Afinal, o presidente Donald Trump não apenas foi incapaz
de condenar, com a necessária contundência, aquele ato hediondo, como revelou
certo apreço pelos extremistas, o que indica que ele começa a deixar de lado as
tais conveniências políticas que até agora o fizeram refrear a língua no limite
do discurso de ódio que tão bem caracteriza seus eleitores mais radicais.
A experiência histórica indica que líderes como Trump
chegam ao poder com o objetivo explícito de destruir a política tradicional,
aquela que pressupõe a convivência com os adversários ideológicos, e não sua
aniquilação. Trump, assim como fizeram os líderes dos regimes de vocação
totalitária do século passado, age como se pretendesse eliminar toda forma de
intermediação institucional com seus eleitores, criando neles um sentido de
pertencimento a uma comunidade nacional exclusiva – nela, não cabem os
inimigos, isto é, todos aqueles que não cumprem os requisitos raciais,
religiosos e nacionais para serem os “verdadeiros” americanos.
Quando Trump condena “ambos os lados” de um conflito em
que um desses lados é formado por grupos supremacistas brancos e neonazistas
armados, e o outro lado estava lá apenas para denunciar esse evidente atentado
contra os valores mais caros dos EUA, está claro que está comprometido com os
extremistas – e, para defendê-los, apelou para a mais rasteira equivalência
moral, ao dizer que “há gente muito boa dos dois lados”. Ficou difícil
encontrar quem poderia ser qualificado como “gente boa” entre os 700
manifestantes que gritavam palavras de ordem contra judeus, imigrantes e
negros, portando tochas para intimidar os inimigos e inebriar os simpatizantes,
como faziam os paramilitares nazistas na Alemanha dos anos 30.
Trump chegou à presidência dos Estados Unidos com uma
campanha que seduziu os americanos que se consideravam negligenciados pelos
poderosos clãs políticos de Washington. Era o outsider capaz de
denunciar os imigrantes como “estupradores” e “traficantes”, capaz de
questionar os efeitos da globalização e denunciar o predomínio dos predadores
de Wall Street, capaz de dar voz à classe média branca que perdeu poder
aquisitivo e se julgava injustiçada em relação a negros e latinos.
Os eleitores de Trump que desfilaram seu ódio em
Charlottesville foram encorajados por essa plataforma, tomada por eles ao pé da
letra. Não há razão para acreditar que será um incidente isolado.
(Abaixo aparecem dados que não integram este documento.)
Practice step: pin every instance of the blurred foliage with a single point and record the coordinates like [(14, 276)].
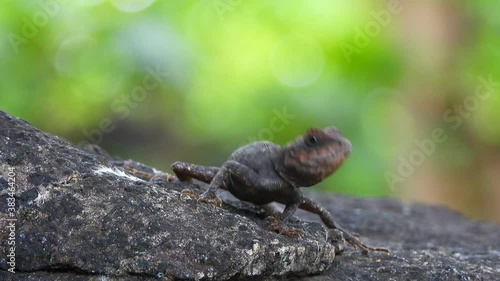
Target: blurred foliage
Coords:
[(229, 72)]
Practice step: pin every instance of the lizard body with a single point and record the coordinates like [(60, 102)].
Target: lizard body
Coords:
[(263, 172)]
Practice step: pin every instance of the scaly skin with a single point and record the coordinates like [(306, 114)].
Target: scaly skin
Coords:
[(263, 172)]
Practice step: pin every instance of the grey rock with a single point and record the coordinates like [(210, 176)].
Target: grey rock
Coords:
[(81, 217)]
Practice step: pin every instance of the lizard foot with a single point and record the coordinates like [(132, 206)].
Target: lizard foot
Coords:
[(358, 244), (211, 198), (278, 227), (186, 193)]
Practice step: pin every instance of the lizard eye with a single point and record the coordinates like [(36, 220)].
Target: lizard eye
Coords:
[(311, 140)]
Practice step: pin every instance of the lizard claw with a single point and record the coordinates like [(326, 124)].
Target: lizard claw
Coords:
[(211, 198), (278, 227), (358, 244)]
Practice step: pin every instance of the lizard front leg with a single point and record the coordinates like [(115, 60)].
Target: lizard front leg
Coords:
[(314, 207)]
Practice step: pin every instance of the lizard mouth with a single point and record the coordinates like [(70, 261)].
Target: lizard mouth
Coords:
[(315, 156)]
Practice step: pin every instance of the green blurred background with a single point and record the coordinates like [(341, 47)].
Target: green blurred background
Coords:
[(413, 84)]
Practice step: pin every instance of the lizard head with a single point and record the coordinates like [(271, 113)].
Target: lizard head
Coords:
[(314, 156)]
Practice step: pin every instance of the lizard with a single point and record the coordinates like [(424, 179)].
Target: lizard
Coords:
[(263, 172)]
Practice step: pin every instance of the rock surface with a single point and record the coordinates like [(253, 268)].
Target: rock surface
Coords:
[(81, 217)]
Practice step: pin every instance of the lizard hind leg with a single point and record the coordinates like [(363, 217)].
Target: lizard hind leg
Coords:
[(314, 207)]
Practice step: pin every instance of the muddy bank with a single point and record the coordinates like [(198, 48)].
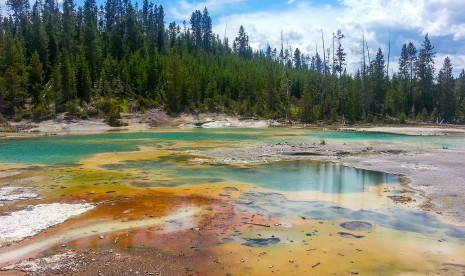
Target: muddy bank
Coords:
[(152, 119)]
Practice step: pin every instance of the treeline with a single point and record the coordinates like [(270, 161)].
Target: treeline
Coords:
[(99, 61)]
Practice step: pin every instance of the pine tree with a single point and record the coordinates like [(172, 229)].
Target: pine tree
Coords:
[(206, 24), (36, 78), (425, 71), (448, 102), (13, 76)]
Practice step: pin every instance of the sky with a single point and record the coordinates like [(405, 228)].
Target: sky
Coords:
[(301, 23)]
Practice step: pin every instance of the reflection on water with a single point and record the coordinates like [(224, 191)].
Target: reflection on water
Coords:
[(64, 149), (305, 209), (277, 206), (285, 176)]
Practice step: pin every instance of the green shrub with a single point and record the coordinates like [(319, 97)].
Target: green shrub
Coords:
[(40, 112)]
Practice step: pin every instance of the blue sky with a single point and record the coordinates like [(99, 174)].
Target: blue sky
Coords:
[(301, 23)]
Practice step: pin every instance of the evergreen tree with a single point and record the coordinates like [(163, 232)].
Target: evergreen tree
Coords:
[(13, 76), (448, 102), (207, 32), (242, 47), (425, 71), (36, 78)]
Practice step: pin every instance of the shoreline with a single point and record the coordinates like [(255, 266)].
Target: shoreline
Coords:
[(434, 172), (432, 176)]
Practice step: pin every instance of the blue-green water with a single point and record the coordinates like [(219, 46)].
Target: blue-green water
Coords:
[(65, 149), (282, 176), (175, 170)]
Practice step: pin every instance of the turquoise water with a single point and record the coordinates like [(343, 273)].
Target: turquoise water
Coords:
[(281, 176), (56, 150), (66, 149), (448, 141)]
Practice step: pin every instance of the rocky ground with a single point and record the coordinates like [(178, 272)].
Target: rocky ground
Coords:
[(436, 173)]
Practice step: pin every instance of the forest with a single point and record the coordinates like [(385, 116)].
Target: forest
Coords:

Infelizmente,
outros virão, porque, desde a eleição de Trump, os extremistas se consideram
livres para externar seu pensamento deletério, e o presidente americano não
parece disposto a fazer força para desmotivá-los. A imensa reação negativa no
país ao comportamento de Trump, inclusive entre aqueles que costumeiramente o
defendem na imprensa e no Partido Republicano, pode acabar servindo para que
ele e seus eleitores fanáticos se unam ainda mais, tornando mais errática a sua
já imprevisível e caótica administração.
Não causa espanto, apenas desgosto, que ainda existam nos
Estados Unidos, de forma organizada, grupos que defendem o nazismo, ideologia
genocida que o país combateu com vigor nas trincheiras da Europa na 2.ª Guerra
e que violenta de maneira cabal o próprio espírito americano. O que provoca
especial dissabor, para os amantes do mundo livre, é que o presidente dos
Estados Unidos, de quem se espera sempre a defesa intransigente dos valores
democráticos, se permita vincular-se a esses notórios liberticidas.